| Summary: | Ctor name gets resolved to CPPClassType instead of CPPConstructor | ||
|---|---|---|---|
| Product: | [Tools] CDT | Reporter: | Sergey Prigogin <eclipse.sprigogin> |
| Component: | cdt-parser | Assignee: | Project Inbox <cdt-parser-inbox> |
| Status: | RESOLVED INVALID | QA Contact: | Markus Schorn <mschorn.eclipse> |
| Severity: | normal | ||
| Priority: | P3 | CC: | cdtdoug, yevshif, zeratul976 |
| Version: | 8.1.1 | ||
| Target Milestone: | --- | ||
| Hardware: | All | ||
| OS: | All | ||
| Whiteboard: | |||
Note, that 'A(1)' is not a constructor call (there is no such notion), it is a type cast in functional notation, which is semantically the same as the cast expression '(A) 1'. Resolution to CPPClassType as opposed to CPPConstructor makes a lot of sense. Among other things it helps preserve the typedef in a situation like:
struct A {
A(int x);
};
typedef A B;
auto a = B(1);
Implicit ctor call should be attached to an implicit name, not to the type id.

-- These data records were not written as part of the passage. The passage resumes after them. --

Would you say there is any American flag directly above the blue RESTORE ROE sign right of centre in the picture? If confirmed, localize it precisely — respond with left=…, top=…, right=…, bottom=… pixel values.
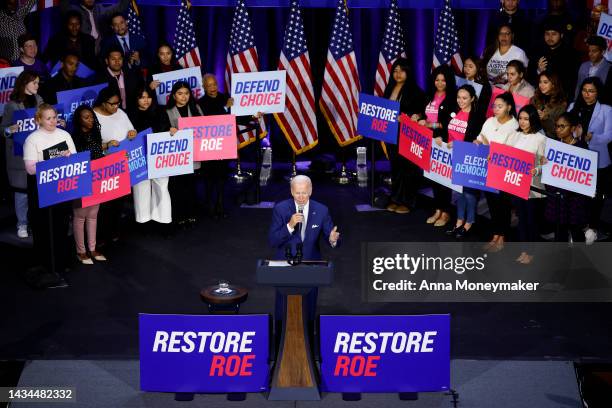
left=374, top=0, right=406, bottom=96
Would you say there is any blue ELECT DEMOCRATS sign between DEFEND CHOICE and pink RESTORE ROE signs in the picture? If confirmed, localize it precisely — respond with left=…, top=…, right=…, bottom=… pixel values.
left=452, top=141, right=498, bottom=193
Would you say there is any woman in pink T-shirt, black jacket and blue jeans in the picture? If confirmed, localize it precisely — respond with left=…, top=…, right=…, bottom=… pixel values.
left=446, top=85, right=484, bottom=239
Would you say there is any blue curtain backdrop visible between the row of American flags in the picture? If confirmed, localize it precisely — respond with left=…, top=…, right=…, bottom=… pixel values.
left=32, top=0, right=585, bottom=159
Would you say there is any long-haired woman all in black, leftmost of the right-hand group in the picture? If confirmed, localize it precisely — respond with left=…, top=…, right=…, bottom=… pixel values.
left=384, top=58, right=425, bottom=214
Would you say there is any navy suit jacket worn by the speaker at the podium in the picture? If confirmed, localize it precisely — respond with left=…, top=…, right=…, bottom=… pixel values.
left=268, top=198, right=340, bottom=260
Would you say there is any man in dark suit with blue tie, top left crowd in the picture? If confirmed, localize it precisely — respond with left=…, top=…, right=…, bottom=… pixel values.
left=100, top=13, right=148, bottom=68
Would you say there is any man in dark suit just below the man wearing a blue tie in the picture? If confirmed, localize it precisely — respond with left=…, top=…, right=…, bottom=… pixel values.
left=93, top=48, right=144, bottom=110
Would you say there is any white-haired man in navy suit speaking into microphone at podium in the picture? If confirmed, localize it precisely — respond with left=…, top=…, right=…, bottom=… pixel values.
left=268, top=175, right=340, bottom=261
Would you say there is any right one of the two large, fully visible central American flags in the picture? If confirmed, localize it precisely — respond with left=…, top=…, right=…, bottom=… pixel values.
left=319, top=0, right=361, bottom=146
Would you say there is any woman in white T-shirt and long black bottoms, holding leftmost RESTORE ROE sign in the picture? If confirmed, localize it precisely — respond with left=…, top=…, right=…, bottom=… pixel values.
left=23, top=103, right=76, bottom=273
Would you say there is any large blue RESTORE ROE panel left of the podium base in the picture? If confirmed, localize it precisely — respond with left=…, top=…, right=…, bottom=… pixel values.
left=139, top=314, right=270, bottom=392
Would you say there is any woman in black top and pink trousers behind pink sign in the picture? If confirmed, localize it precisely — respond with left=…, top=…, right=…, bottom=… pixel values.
left=72, top=105, right=106, bottom=265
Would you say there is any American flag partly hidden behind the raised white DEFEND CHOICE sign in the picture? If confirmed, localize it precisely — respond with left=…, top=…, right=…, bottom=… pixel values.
left=225, top=0, right=266, bottom=148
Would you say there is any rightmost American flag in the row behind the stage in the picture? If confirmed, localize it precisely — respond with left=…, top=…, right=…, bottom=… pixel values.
left=432, top=0, right=463, bottom=74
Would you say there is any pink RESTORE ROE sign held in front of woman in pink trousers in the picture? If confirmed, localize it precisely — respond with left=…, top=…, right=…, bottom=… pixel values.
left=82, top=150, right=132, bottom=207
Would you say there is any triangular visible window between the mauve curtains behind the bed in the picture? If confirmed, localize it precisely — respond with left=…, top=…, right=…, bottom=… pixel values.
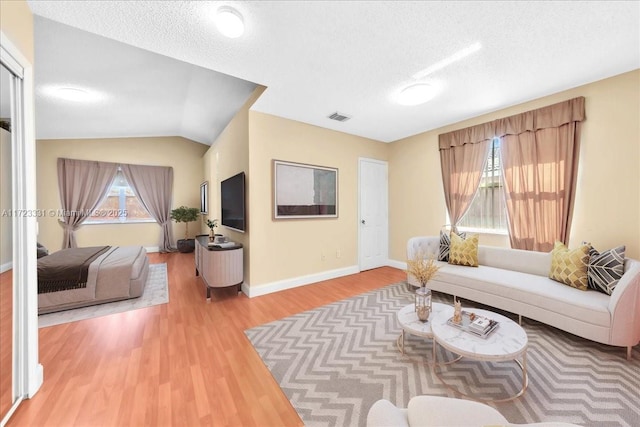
left=85, top=169, right=155, bottom=224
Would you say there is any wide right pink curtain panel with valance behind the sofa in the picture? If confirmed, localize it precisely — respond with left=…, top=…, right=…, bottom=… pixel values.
left=497, top=97, right=585, bottom=252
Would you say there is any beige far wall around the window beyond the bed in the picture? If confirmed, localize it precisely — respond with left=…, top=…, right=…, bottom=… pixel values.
left=36, top=137, right=208, bottom=251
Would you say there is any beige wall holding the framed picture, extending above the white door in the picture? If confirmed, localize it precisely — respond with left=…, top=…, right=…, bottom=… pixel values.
left=249, top=111, right=389, bottom=286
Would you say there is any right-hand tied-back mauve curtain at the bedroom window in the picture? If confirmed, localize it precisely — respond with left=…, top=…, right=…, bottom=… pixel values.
left=121, top=165, right=175, bottom=252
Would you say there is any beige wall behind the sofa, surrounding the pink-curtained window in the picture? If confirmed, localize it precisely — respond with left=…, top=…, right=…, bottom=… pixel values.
left=389, top=70, right=640, bottom=261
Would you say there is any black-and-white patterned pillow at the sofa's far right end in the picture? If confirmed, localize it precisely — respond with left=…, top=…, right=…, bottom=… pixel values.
left=587, top=246, right=626, bottom=295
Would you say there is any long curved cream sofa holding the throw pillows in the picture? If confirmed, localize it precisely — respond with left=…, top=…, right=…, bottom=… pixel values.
left=407, top=236, right=640, bottom=359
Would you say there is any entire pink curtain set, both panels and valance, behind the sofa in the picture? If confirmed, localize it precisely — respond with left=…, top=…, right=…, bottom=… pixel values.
left=439, top=97, right=585, bottom=251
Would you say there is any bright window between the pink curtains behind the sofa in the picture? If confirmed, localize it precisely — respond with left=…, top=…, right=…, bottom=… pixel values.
left=458, top=138, right=507, bottom=233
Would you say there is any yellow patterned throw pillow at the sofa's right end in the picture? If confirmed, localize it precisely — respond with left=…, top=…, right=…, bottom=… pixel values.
left=549, top=242, right=589, bottom=291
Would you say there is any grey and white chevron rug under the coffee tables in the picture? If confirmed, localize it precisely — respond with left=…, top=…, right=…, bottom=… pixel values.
left=245, top=282, right=640, bottom=427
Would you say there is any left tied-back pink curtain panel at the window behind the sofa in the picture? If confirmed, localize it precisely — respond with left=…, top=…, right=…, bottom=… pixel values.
left=439, top=125, right=493, bottom=231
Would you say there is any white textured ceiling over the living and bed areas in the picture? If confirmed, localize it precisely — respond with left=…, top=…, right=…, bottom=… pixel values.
left=28, top=0, right=640, bottom=144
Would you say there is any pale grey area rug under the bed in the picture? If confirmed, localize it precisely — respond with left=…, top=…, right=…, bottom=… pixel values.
left=38, top=264, right=169, bottom=328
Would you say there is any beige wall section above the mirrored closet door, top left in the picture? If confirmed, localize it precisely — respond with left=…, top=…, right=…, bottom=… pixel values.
left=0, top=0, right=34, bottom=64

(In reply to comment #2) > Resolution to CPPClassType as opposed to CPPConstructor makes a lot of > sense. Among other things it helps preserve the typedef in a situation like: > > struct A { > A(int x); > }; > > typedef A B; > > auto a = B(1); > > Implicit ctor call should be attached to an implicit name, not to the type > id. Should we apply this to "new B(1)" as well? Right now, two different pieces of code compute the constructor being called in a new expression: the bit after the call to convertClassToConstructor() in CPPSemantics.postResolution(), which gets the explicit binding, and the bit in CPPSemantics.findImplicitlyCalledConstructor() (called from CPPASTNewExpression.getImplicitNames()), which gets the binding attached to the implicit name. This seems like an unnecessary duplication of work. |
Ctor name in a ctor call expression gets resolved to CPPClassType instead of CPPConstructor. In the following code select "A" in "A(1)". Notice that "A" gets highlighted in the first and the fourth lines, but not in the second line. struct A { A(int x); }; A a = A(1); This may seem like a minor annoyance, but it causes bug 393068.